He was entirely successful, not even having been seen by the sensitive coloured woman, aged fifty-three years and four months.

But still Penrod was thoughtful. The artist within him was unsatisfied with his materials: and upon his return to the stable he placed the cat beneath an overturned box, and once more sat down in the inspiring wheelbarrow, pondering. His expression, concentrated and yet a little anxious, was like that of a painter at work upon a portrait that may or may not turn out to be a masterpiece. The cat did not disturb him by her purring, though she was, indeed, already purring. She was one of those cozy, youngish cats—plump, even a little full-bodied, perhaps, and rather conscious of the figure—that are entirely conventional and domestic by nature, and will set up a ladylike housekeeping anywhere without making a fuss about it. If there be a fault in these cats, overcomplacency might be the name for it; they err a shade too sure of themselves, and their assumption that the world means to treat them respectfully has just a little taint of the grande dame. Consequently, they are liable to great outbreaks of nervous energy from within, engendered by the extreme surprises that life sometimes holds in store for them. They lack the pessimistic imagination.

Mrs. Williams's cat was content upon a strange floor and in the confining enclosure of a strange box. She purred for a time, then trustfully fell asleep. 'Twas well she slumbered; she would need all her powers presently.
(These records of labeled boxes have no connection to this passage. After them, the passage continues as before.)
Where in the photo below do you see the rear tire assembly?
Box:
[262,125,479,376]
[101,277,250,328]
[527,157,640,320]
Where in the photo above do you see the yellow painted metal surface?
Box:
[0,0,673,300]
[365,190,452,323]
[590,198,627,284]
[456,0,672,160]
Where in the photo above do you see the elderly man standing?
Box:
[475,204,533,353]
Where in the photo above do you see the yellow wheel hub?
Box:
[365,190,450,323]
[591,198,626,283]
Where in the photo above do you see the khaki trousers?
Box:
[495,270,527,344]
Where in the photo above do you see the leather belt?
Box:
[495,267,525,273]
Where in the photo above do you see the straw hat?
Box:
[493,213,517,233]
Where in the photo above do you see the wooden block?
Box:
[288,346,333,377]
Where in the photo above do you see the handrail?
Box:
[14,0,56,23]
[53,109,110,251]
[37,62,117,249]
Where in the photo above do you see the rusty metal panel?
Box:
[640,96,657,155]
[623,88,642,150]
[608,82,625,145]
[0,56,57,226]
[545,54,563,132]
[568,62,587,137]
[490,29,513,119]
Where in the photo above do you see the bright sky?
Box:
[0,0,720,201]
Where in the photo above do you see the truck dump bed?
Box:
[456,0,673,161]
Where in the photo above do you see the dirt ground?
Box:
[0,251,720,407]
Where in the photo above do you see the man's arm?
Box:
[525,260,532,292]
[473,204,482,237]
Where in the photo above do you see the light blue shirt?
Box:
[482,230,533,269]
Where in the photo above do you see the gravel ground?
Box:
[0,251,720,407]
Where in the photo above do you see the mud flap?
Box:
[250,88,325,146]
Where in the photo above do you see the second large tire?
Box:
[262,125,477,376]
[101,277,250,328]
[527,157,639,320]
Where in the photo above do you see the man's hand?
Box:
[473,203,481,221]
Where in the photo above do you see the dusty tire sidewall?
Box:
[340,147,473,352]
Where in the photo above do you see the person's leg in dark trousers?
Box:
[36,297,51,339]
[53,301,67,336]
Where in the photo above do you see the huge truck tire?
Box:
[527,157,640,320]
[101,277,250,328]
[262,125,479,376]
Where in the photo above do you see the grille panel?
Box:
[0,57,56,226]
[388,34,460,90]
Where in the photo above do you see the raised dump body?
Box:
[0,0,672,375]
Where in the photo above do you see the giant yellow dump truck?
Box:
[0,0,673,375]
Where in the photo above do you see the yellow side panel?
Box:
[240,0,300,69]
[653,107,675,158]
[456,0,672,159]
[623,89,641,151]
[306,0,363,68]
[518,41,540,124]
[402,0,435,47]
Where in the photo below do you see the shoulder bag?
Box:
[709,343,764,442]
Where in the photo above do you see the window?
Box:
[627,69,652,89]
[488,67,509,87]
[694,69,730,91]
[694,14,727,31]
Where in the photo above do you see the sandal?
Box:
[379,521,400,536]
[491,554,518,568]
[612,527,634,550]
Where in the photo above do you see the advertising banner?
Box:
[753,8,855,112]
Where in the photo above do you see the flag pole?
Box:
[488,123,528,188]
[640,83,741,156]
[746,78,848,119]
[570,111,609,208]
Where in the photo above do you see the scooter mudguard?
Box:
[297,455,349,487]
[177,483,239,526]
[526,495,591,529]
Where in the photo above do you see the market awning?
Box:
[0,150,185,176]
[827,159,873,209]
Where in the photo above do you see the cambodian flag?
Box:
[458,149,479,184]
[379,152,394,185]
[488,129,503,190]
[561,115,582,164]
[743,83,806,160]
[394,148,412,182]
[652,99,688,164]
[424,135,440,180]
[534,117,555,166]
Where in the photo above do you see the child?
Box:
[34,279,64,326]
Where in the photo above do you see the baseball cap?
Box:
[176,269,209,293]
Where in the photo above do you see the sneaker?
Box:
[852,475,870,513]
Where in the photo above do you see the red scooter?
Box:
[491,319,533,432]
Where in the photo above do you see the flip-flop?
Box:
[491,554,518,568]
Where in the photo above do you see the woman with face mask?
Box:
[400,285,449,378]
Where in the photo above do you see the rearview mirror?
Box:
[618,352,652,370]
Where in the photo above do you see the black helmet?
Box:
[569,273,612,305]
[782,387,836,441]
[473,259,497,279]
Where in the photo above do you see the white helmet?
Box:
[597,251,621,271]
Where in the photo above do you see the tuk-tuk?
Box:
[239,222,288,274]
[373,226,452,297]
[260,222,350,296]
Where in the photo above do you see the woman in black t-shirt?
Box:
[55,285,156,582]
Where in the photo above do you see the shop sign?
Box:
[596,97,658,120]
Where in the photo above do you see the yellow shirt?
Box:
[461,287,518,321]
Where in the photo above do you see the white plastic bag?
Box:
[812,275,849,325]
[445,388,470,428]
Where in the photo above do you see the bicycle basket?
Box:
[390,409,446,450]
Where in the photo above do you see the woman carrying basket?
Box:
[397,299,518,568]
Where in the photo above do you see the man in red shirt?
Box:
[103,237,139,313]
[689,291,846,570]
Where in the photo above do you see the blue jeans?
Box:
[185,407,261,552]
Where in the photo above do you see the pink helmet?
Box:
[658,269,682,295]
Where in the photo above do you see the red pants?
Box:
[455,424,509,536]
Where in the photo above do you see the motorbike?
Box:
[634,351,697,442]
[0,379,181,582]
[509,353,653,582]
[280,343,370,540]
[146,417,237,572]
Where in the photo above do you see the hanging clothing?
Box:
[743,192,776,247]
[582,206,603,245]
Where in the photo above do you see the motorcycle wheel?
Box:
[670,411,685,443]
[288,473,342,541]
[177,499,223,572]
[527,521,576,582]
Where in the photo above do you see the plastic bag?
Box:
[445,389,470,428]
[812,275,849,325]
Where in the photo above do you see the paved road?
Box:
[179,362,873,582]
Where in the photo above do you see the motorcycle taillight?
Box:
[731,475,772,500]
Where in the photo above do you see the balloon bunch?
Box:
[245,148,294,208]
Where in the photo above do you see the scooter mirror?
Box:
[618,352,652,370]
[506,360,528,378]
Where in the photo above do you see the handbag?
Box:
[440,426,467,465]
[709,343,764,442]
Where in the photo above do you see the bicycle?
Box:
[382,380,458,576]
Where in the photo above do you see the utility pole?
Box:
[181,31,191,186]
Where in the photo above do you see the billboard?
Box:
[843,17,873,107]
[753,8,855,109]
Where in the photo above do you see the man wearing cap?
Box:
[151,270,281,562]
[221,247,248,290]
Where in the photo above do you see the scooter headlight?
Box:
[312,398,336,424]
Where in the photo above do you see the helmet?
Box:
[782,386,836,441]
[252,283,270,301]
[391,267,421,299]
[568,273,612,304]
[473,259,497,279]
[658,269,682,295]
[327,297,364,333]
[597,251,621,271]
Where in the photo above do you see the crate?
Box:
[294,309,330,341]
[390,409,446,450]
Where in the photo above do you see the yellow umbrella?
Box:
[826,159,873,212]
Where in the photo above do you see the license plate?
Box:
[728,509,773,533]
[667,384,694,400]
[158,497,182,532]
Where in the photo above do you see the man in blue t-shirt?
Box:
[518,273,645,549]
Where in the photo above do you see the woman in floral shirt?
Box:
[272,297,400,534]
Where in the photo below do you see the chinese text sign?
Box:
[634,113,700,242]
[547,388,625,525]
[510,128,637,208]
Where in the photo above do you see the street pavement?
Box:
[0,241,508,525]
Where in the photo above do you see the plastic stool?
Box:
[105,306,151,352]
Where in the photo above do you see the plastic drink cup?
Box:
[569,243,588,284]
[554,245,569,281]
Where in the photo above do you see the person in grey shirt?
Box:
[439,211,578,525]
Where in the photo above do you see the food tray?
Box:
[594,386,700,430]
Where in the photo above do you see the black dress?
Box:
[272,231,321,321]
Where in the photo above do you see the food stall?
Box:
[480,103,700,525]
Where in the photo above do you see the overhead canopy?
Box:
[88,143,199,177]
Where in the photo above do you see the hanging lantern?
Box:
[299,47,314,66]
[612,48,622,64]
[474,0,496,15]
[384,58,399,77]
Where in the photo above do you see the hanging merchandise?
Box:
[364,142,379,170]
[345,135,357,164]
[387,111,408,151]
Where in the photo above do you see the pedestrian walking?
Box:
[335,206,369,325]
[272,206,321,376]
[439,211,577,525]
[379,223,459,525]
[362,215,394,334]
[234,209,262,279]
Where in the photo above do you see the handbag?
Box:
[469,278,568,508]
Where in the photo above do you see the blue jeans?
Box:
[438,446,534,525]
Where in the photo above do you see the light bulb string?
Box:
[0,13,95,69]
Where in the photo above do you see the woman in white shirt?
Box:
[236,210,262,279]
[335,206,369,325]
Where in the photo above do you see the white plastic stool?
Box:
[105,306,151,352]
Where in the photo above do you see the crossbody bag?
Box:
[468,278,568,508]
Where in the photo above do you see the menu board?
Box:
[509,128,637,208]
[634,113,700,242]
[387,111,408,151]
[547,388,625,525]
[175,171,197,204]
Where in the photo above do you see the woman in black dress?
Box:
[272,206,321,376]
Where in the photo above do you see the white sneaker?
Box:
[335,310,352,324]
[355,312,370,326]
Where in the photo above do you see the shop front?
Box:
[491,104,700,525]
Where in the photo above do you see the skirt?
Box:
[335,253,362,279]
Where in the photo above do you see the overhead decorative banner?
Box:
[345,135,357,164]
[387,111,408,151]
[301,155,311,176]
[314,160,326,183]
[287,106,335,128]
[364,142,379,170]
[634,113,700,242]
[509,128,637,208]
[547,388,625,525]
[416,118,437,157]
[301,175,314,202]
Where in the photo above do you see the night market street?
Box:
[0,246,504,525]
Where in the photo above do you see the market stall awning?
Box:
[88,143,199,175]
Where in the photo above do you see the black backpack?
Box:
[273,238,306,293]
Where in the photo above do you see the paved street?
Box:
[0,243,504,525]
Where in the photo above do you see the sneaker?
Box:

She slumbered, and dreamed not that she would wake to mingle with events that were to alter her serene disposition radically and cause her to become hasty-tempered and abnormally suspicious for the rest of her life.

Meanwhile, Penrod appeared to reach a doubtful solution of his problem. His expression was still somewhat clouded as he brought from the storeroom of the stable a small fragment of a broken mirror, two paint brushes and two old cans, one containing black paint and the other white. He regarded himself earnestly in the mirror; then, with some reluctance, he dipped a brush into one of the cans, and slowly painted his nose a midnight black. He was on the point of spreading this decoration to cover the lower part of his face, when he paused, brush halfway between can and chin.
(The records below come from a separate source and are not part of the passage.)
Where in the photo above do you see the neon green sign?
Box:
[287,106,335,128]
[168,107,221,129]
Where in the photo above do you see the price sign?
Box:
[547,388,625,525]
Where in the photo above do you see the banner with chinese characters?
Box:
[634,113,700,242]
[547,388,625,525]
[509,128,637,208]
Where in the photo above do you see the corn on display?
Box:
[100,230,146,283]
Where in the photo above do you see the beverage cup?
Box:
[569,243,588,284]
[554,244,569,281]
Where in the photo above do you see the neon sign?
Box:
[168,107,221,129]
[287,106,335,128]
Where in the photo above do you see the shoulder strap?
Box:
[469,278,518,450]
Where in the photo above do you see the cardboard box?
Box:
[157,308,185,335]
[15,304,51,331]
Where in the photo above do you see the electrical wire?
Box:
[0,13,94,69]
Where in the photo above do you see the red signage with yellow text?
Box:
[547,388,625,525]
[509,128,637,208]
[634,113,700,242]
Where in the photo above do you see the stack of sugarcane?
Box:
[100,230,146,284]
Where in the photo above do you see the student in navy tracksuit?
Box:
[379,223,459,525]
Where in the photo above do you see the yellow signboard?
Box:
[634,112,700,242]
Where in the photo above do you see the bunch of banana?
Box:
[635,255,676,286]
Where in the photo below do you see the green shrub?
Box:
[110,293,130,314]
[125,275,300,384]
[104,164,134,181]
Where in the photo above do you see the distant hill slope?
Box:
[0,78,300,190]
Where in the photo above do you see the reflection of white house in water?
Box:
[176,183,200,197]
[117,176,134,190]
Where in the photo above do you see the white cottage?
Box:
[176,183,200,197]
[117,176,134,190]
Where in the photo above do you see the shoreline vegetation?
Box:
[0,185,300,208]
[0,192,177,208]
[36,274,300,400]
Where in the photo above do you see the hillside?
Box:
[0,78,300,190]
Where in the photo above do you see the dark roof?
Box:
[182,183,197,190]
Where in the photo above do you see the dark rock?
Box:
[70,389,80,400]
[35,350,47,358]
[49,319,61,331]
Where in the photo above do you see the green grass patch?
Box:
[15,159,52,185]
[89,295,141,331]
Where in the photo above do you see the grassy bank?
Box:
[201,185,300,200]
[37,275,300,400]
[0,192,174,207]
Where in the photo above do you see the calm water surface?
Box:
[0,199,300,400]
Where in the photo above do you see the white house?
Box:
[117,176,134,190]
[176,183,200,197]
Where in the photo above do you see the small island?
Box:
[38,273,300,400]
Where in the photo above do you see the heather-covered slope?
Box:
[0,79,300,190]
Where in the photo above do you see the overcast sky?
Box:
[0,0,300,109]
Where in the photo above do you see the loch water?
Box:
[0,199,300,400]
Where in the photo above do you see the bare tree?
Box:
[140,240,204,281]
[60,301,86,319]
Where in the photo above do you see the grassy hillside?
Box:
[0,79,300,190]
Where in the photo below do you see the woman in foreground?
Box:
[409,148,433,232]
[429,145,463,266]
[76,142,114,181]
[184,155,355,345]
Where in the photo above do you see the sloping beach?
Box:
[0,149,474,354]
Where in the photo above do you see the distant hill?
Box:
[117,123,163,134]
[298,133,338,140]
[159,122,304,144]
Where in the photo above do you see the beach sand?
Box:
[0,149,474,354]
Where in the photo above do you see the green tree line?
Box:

What arrested him was a sound from the alley—a sound of drumming upon tin. The eyes of Penrod became significant of rushing thoughts; his expression cleared and brightened. He ran to the alley doors and flung them open.

“Oh, Verman!” he shouted.

Marching up and down before the cottage across the alley, Verman plainly considered himself to be an army. Hanging from his shoulders by a string was an old tin wash-basin, whereon he beat cheerily with two dry bones, once the chief support of a chicken. Thus he assuaged his ennui.

“Verman, come on in here,” Penrod called. “I got sumpthing for you to do you'll like awful well.”

Verman halted, ceased to drum, and stared. His gaze was not fixed particularly upon Penrod's nose, however, and neither now nor later did he make any remark or gesture referring to this casual eccentricity. He expected things like that upon Penrod or Sam Williams. And as for Penrod himself, he had already forgotten that his nose was painted.